Keep up our local level representation, women leaders urge Deuba, poll bodyParties fighting elections in an alliance are likely not to field women candidates for both top local government positions, taking advantage of a flaw in the law.
Amid concerns that alliance politics could significantly reduce women’s representation at the local level, cross-party women leaders have drawn the attention of the government and the Election Commission to the principle of proportional representation, demanding that constitutional provisions be followed in letter and spirit while candidacies are filed.
A team of women leaders on Thursday met Prime Minister Sher Bahadur Deuba and Dinesh Thapaliya, chief election commissioner, urging both to ensure that parties don’t field only male candidates as mayor and deputy mayor and chairperson and vice-chairperson at the local level.
Section 17 (4) of the Local Level Election Act-2017 makes it mandatory for a political party to field a woman as candidate for either chief or deputy chief at the local level.

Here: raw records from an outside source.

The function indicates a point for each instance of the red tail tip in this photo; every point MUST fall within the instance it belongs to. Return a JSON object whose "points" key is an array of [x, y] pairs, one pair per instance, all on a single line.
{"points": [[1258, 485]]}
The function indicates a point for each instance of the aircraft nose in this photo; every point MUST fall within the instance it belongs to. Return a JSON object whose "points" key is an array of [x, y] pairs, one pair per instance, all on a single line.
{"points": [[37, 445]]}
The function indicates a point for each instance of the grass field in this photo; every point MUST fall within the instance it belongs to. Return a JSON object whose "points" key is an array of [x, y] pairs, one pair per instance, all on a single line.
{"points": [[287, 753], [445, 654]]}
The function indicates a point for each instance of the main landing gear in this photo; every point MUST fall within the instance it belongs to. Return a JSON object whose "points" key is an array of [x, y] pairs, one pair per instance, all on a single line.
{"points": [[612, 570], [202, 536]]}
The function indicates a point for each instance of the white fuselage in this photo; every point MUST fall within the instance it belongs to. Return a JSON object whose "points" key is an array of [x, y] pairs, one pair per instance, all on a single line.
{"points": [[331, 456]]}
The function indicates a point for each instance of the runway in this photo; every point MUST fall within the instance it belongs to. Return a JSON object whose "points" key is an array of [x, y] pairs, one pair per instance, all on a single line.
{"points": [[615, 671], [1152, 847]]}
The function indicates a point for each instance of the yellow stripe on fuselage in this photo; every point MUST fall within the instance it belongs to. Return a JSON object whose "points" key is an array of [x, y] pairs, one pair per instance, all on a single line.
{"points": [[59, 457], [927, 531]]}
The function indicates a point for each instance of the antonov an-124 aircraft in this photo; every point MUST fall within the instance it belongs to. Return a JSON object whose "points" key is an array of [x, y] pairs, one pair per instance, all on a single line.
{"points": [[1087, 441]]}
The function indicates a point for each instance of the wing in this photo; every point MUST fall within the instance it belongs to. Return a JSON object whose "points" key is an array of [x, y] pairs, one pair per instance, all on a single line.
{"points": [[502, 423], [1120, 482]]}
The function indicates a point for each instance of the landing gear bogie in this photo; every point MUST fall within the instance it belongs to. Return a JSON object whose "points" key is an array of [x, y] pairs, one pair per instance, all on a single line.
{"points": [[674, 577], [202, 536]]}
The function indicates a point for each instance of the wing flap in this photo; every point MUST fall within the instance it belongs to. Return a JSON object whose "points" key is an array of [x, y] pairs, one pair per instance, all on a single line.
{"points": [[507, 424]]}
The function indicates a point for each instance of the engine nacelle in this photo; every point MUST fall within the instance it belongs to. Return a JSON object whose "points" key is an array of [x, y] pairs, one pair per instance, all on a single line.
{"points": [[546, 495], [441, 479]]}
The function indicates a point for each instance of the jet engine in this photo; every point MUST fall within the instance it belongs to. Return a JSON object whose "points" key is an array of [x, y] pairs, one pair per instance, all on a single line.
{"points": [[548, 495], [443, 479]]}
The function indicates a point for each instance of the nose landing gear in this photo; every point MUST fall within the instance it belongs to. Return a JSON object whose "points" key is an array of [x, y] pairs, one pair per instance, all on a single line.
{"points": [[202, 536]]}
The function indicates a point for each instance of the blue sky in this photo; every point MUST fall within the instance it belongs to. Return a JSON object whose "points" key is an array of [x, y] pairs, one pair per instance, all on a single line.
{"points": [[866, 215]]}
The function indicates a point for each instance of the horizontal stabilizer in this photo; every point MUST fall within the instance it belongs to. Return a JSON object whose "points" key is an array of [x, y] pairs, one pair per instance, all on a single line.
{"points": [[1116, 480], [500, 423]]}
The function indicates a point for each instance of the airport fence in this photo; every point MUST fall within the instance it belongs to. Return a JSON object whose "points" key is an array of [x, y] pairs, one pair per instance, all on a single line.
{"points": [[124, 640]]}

However, the same law says that the legal provision requiring one of the two candidates for chief or deputy chief at the local level to be a woman is applicable only when a party fields candidates for both the positions.
As the four ruling parties—Nepali Congress, CPN (Maoist Centre), CPN (Unified Socialist) and Janata Samajbadi Party—and Rastriya Janamorcha have already decided to contest the elections under an alliance and the main opposition CPN-UML is mulling its own alliance with some other parties, women leaders fear loopholes in the law could be exploited, which could hugely reduce women’s representation at the local level.
As elections are being fought under an alliance, the two executive positions in local governments will be shared between alliance partners and they may not field women candidates taking advantage of the flaw in the law.
“The provision is against the spirit of the Constitution of Nepal. We have urged the prime minister and chief election commissioner to make sure that parties field a woman candidate when they contest in just one of two positions,” Binda Pandey, an UML Standing Committee member, told the Post.
Article 38 (4) the constitution says that women will have the right to participate in all state bodies on the basis of the principle of proportional inclusion. Similarly, Article 42 says socially backward women, Dalit, indigenous people, indigenous nationalities, Madhesi, Tharu, minorities, persons with disabilities, marginalised communities, Muslims, backward classes, gender and sexual minorities, youths, farmers, labourers, oppressed or citizens of backward regions and indigenous Khas-Arya shall have the right to participate in the state bodies on the basis of inclusive principle.
“The constitution prevails over the Act. And it is the responsibility of the government and the constitutional commission to implement the constitution,” said Pandey. “Women’s representation can dwindle if the commission doesn't take stern measures to implement the statute in its letter and spirit.”
An encouraging number of women got elected from the last local elections in 2017, marking an important achievement for women empowerment in the country, even though most of the women were elected to deputy positions.
Of the 35,041 elected representatives, close to 41 percent (14,352) were women. Although the parties were reluctant to give mayor or chair positions to women candidates, women were elected in most of the vice-chair or deputy mayor positions—718 among 753 local levels.
Currently, just seven women are mayors and 11 are chairpersons.
Renu Chand, a Central Committee member of the CPN (Maoist Centre) who was part of the delegation on Friday, said the male-dominated political parties are likely to prioritise male candidates in the local elections if the government and the commission do not take stern measures to ensure women’s representation.
“Both the prime minister and the chief election commissioner said that they want to see women’s participation increase at the local level,” she told the Post. “The commission has said it has already directed parties to field a woman when they file candidacy either in mayor or deputy mayor and chairperson or vice-chairperson.”
She said if the parties contesting the elections under an alliance do not want to field women in both the positions, then they should pick a woman candidate for one of the two positions.
“When they do so they must prioritise women candidates for mayor or chair positions,” she said.
Some leaders from the ruling parties say the parties in the coalition must develop a principle that they will field a woman either as chief or deputy chief at the local level. “The issue can be resolved if the ruling alliance takes it seriously. I have raised the issue at different meetings and I request women leaders to continue building pressure,” Gagan Thapa, Nepali Congress general secretary, told the Post. “The more the pressure, the higher the chances of the parties making decisions to improve women’s representation.”
Thapa said the parties must realise that they should not and cannot take regressive steps by decreasing women participation.
Women rights activists say political parties will be violating the constitution if they fail to ensure that women are elected to at least one of the two executive positions at the local level.
“More than half of the voters are women. Depriving women of proportional representation is cheating the entire community,” Meera Dhungana, a women’s rights activist and a lawyer, said. “If parties don’t ensure adequate representation, it can be challenged in the court of law.”